Sums Modulo p – Distribution Analysis

additive-combinatoricsco.combinatoricsnt.number-theorypr.probability

Fix a finite set of integers $S$ and a prime number $p$. Let $(a_1, a_2, \dotsc, a_n)$, $(b_1, b_2, b_3, \dotsc, b_n)$ be two sequences of integers where the numbers $a_i$ and $b_i$ are chosen uniformly from the set $S$ (In the case I care about S = {-2,-1,1,2 }). I would like to understand what is the probability that $$\sum_{i_1 < i_2 < \dotsb < i_k } a_{i_1}a_{i_2}\dots a_{i_k} = 0 \mod p$$ an the probability that $$\sum_{i_1 \leq j_1 < i_2 \leq j_2 < \dotsb < i_k \leq j_k} a_{i_1}b_{j_1}\dots a_{j_k}b_{j_k} = 0 \mod p.$$

I am interested in the asymptotic probabilities as $n$ increases and $k$ is fixed (or $k$ grows much slower than $n$) and expect some type of equidistribution as $n$. One particular case is Question about estimating random symmetric sums modulo p, where one particular sum is reduced to the linear case. Can this trick be for the general case?
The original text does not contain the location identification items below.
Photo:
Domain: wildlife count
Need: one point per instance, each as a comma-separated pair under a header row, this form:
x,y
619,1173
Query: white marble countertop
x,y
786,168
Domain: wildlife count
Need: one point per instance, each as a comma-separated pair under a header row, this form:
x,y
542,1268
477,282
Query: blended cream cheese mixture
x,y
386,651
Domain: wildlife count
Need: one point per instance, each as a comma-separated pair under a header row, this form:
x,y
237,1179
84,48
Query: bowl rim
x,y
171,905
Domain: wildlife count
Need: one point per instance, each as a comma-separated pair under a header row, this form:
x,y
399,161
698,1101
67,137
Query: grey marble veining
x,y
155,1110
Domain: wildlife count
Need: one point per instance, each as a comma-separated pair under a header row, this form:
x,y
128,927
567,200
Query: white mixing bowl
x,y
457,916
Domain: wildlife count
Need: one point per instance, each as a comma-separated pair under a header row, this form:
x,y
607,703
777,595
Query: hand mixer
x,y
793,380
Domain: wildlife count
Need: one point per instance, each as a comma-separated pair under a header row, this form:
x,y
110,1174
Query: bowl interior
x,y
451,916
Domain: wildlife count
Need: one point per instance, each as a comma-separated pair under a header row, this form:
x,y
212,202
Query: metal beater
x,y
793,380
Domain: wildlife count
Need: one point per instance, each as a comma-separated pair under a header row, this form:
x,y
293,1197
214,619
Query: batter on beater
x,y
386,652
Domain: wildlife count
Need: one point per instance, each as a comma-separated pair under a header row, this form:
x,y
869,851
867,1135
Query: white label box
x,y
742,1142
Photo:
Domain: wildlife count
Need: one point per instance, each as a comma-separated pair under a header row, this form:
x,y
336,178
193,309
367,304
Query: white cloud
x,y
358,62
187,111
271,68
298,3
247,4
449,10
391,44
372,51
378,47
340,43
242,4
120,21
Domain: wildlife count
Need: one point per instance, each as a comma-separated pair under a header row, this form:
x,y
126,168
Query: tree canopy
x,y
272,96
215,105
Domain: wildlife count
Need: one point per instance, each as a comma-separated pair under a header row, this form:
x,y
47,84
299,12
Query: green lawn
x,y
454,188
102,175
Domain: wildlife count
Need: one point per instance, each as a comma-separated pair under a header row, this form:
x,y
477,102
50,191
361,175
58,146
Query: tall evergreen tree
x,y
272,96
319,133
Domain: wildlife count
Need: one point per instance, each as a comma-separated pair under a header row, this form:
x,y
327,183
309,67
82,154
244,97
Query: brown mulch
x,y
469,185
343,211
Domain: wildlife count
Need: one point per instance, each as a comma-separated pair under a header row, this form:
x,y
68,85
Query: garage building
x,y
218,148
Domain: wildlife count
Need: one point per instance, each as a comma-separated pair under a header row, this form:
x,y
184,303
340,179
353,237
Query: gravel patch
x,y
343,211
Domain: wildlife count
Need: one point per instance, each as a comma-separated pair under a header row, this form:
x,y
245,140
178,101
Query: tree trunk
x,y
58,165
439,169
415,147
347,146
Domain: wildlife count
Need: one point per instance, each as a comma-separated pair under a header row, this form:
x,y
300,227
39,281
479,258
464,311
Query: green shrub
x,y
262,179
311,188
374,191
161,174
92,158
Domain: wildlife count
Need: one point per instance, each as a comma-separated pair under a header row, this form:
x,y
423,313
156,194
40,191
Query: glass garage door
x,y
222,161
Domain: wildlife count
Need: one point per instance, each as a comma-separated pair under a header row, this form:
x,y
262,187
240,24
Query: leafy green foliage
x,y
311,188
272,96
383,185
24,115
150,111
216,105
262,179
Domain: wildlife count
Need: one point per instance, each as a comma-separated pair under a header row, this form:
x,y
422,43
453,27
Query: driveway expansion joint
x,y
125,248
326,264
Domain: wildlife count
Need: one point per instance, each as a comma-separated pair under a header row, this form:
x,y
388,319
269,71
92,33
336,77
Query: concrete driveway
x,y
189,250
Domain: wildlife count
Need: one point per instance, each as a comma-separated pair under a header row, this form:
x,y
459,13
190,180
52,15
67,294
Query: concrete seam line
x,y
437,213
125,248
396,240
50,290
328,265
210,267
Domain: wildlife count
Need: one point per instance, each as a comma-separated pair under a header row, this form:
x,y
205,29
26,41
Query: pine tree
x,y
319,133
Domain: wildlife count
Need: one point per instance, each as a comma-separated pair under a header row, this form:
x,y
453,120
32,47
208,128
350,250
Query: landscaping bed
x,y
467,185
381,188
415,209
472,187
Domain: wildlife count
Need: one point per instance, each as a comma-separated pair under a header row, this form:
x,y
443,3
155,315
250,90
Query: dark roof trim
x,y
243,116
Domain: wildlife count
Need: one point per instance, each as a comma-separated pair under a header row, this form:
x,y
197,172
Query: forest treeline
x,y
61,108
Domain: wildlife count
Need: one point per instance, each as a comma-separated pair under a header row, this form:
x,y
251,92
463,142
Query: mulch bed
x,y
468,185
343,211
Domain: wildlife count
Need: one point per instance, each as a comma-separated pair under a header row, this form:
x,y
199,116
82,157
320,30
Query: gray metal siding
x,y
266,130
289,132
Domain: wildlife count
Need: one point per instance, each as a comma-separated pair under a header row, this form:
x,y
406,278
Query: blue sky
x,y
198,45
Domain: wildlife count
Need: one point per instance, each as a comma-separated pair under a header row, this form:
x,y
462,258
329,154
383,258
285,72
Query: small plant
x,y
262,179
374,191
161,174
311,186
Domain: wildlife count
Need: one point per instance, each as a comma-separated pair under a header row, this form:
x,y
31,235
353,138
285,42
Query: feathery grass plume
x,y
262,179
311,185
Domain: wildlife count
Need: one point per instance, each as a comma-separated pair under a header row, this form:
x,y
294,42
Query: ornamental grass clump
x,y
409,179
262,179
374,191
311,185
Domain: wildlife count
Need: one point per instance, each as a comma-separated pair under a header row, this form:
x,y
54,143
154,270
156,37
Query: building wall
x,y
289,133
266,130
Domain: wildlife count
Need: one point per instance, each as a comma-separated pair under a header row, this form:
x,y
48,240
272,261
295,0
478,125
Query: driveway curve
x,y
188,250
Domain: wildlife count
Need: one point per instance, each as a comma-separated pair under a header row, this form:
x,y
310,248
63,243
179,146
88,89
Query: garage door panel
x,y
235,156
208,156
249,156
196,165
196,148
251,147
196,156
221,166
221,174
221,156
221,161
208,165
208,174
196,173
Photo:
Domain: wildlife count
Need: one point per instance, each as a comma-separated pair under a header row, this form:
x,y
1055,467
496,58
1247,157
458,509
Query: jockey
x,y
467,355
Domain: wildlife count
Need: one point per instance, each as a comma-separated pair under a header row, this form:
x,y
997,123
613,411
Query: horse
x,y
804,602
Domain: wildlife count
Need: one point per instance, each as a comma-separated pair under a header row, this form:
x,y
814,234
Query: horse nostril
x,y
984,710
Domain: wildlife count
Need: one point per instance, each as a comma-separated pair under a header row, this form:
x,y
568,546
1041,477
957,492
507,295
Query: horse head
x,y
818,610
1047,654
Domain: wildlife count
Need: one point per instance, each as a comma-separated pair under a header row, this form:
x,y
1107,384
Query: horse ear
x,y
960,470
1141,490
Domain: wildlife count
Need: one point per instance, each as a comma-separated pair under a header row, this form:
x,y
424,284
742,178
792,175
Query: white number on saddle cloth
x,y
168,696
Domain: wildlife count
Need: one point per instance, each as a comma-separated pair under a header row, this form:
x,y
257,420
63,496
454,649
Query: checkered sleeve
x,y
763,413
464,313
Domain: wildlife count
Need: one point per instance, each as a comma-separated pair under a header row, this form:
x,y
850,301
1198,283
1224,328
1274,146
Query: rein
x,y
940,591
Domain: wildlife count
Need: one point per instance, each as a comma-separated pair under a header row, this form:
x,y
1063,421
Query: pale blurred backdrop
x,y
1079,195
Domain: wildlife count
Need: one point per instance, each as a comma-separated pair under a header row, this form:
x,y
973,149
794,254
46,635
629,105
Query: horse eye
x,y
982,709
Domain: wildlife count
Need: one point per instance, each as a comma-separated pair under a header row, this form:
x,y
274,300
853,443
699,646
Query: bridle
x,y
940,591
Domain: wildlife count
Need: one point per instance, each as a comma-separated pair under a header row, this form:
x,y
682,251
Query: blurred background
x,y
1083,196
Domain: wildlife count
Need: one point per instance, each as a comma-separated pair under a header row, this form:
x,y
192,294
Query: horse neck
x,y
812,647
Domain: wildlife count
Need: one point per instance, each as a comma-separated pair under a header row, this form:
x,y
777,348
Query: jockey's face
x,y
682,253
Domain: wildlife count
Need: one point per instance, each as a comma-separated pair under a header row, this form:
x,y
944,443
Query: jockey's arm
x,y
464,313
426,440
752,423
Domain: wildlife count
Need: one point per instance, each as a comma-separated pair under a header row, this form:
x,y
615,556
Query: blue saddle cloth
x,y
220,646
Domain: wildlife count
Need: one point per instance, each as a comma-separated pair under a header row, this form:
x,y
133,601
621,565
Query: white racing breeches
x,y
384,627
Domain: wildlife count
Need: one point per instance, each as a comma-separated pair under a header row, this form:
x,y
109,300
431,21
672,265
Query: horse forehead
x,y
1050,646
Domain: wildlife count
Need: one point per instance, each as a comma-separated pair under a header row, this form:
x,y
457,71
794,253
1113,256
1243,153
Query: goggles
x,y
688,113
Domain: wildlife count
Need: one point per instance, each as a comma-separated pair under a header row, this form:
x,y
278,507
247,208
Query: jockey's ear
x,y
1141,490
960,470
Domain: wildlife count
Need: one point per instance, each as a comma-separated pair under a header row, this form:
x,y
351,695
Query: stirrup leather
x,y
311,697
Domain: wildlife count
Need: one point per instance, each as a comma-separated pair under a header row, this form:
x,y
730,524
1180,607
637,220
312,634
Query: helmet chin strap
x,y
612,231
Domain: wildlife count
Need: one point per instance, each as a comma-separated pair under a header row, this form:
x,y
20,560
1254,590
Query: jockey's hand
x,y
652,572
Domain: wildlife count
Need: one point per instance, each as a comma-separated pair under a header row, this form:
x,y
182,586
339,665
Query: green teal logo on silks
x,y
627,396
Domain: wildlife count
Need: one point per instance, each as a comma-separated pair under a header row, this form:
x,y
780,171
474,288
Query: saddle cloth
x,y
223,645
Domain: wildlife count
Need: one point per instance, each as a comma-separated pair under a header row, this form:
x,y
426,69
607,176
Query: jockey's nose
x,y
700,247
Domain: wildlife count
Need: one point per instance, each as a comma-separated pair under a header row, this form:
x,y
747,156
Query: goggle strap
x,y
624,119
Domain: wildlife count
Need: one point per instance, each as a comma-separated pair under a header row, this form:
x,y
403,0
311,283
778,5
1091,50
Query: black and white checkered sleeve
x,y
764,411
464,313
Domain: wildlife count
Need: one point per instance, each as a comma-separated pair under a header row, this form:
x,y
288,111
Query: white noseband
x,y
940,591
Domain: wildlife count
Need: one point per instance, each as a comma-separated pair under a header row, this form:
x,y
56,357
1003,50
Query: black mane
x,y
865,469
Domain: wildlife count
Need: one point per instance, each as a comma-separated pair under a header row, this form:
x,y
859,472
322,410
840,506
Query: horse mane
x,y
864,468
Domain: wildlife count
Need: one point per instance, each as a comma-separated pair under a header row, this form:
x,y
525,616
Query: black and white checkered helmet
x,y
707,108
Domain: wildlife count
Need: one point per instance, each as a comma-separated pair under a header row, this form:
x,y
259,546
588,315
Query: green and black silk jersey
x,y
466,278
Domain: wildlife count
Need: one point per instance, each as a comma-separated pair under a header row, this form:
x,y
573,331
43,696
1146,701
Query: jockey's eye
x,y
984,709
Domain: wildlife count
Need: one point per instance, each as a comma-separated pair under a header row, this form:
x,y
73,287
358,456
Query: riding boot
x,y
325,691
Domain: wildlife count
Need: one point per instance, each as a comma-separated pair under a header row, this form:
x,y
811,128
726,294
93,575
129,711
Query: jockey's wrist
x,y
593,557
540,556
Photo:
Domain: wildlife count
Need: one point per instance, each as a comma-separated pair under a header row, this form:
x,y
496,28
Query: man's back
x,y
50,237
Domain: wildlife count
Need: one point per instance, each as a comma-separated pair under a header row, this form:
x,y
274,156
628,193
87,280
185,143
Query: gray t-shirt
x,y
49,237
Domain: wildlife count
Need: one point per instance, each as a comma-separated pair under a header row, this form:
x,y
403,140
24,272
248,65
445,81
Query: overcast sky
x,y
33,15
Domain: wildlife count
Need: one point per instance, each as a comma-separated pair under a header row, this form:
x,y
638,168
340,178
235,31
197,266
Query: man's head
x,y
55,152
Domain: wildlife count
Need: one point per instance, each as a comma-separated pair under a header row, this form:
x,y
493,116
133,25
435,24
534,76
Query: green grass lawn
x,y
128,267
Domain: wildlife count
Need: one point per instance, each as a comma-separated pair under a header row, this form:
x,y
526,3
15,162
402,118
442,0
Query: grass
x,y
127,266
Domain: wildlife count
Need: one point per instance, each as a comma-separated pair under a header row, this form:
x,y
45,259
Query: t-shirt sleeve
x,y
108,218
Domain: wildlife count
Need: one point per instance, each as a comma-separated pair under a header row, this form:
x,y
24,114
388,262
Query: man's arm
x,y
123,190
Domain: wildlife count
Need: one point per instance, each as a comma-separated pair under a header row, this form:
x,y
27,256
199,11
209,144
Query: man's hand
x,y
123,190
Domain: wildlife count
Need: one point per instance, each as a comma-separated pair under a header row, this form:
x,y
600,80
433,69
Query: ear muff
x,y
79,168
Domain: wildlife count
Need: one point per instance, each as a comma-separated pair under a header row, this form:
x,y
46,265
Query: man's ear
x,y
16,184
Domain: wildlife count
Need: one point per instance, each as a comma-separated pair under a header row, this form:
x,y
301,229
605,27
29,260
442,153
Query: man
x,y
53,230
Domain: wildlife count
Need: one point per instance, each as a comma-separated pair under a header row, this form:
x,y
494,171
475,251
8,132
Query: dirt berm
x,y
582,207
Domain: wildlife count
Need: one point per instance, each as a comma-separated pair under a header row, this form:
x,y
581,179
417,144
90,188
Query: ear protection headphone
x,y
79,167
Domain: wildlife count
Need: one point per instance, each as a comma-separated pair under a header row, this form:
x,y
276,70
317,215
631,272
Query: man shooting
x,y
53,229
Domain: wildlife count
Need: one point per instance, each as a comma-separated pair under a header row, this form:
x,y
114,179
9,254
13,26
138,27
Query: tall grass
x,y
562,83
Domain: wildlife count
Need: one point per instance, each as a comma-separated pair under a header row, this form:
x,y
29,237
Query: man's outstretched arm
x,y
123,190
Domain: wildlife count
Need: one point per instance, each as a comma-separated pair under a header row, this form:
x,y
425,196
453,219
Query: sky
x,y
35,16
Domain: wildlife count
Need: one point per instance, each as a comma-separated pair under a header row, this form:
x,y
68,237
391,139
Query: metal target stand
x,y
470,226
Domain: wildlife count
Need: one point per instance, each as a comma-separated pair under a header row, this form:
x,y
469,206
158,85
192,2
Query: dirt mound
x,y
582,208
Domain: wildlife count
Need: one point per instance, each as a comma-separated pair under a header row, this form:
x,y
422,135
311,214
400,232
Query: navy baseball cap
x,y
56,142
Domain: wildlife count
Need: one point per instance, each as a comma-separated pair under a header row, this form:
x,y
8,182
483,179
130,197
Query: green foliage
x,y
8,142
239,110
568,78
Any suggestion, trick or vaguely related information related to this is highly appreciated.

P.S. Can the second type of sum (the one involving $a_i$, $b_i$) be somehow related to a sum of the first type?, the ordering makes things much more tricky and I am wondering whether there is a procedure to reduce this sum to the first type. (Also the second sum even though not so natural is the one that I really need to understand).

Thanks!

Best Answer

Using the Newton identities, one can (in the high characteristic regime $p>k$) express the elementary symmetric polynomial $\sum_{i_1 < \dots < i_k} a_{i_1} \dots a_{i_k}$ in terms of the moments $\sum_{i=1}^k a_i^j$ for $j=1,\dots,k$. The question then boils down to the equidistribution of $\sum_{i=1}^k (a_i^j)_{j=1}^k$ in ${\mathbf F}_p^k$. There is however an obstruction to equidistribution because the points $(a^j)_{j=1}^k$ for $a=-2,-1,1,2$ do not span the entirety of ${\mathbf F}_p^k$ once $k \geq 4$, due to the existence of non-trivial polynomials $P$ of degree $4$ or higher that vanish at $-2,-1,1,2$. For instance because $P(x) = (x+2)(x+1)(x-1)(x-2) = x^4 - 5 x^2 + 4$ vanishes at these points, the vector $(m_j)_{j=1}^k := \sum_{i=1}^k (a_i^j)_{j=1}^k$ is surely constrained to the hyperplane $m_4 - 5 m_2 + 4k = 0$. This is going to create some distortions to the probability that $\sum_{i_1 < \dots < i_k} a_{i_1} \dots a_{i_k}$ vanishes mod $p$ that can be explicitly calculated for each $p,k$, but the formula is going to be messy (these errors will be of lower order in the limit $p \to \infty$ holding $k$ fixed though, by the Lang-Weil estimates).

(To put it another way, one can use the Newton identities to express the elementary symmetric polynomial as some polynoimal combination of the frequencies $d_{-2}, d_{-1}, d_1, d_2$ that count how often the random sequence $a_1,\dots,a_k$ attains each of its permitted values $-2, -1, 1, 2$. To count the probability that this polynomial vanishes mod $p$, one has to count the points in some variety over ${\bf F}_p$ which in general is a task for the Lang-Weil estimate.)

Your second sum seems to be expressible in terms of a symmetric polynomial in a suitable matrix algebra. If one had $i_k < j_k$ in place of the constraint $i_k \leq j_k$ then one just needs to take the order $2k$ elementary symmetric polynomial of the matrices $\begin{pmatrix} 0 & b_i \\ a_i & 0 \end{pmatrix}$ and extract the top left coefficient. With $i_k \leq j_k$ the situation is more complicated but I expect there is still some sort of matrix representation. However being non-abelian I doubt there is a reduction to the abelian elementary symmetric polynomial considered earlier, and given how complicated that formula already was I'm afraid it is not going to be fun to try to control this sum (except possibly in the asymptotic regime where $p$ is somewhat large and $k$ goes to infinity; actually the nonabelian case might be substantially more "mixing" than the abelian one and one could conceivably get better asymptotics by using some of the theory of expansion of Cayley graphs, but this looks like a lot of work...).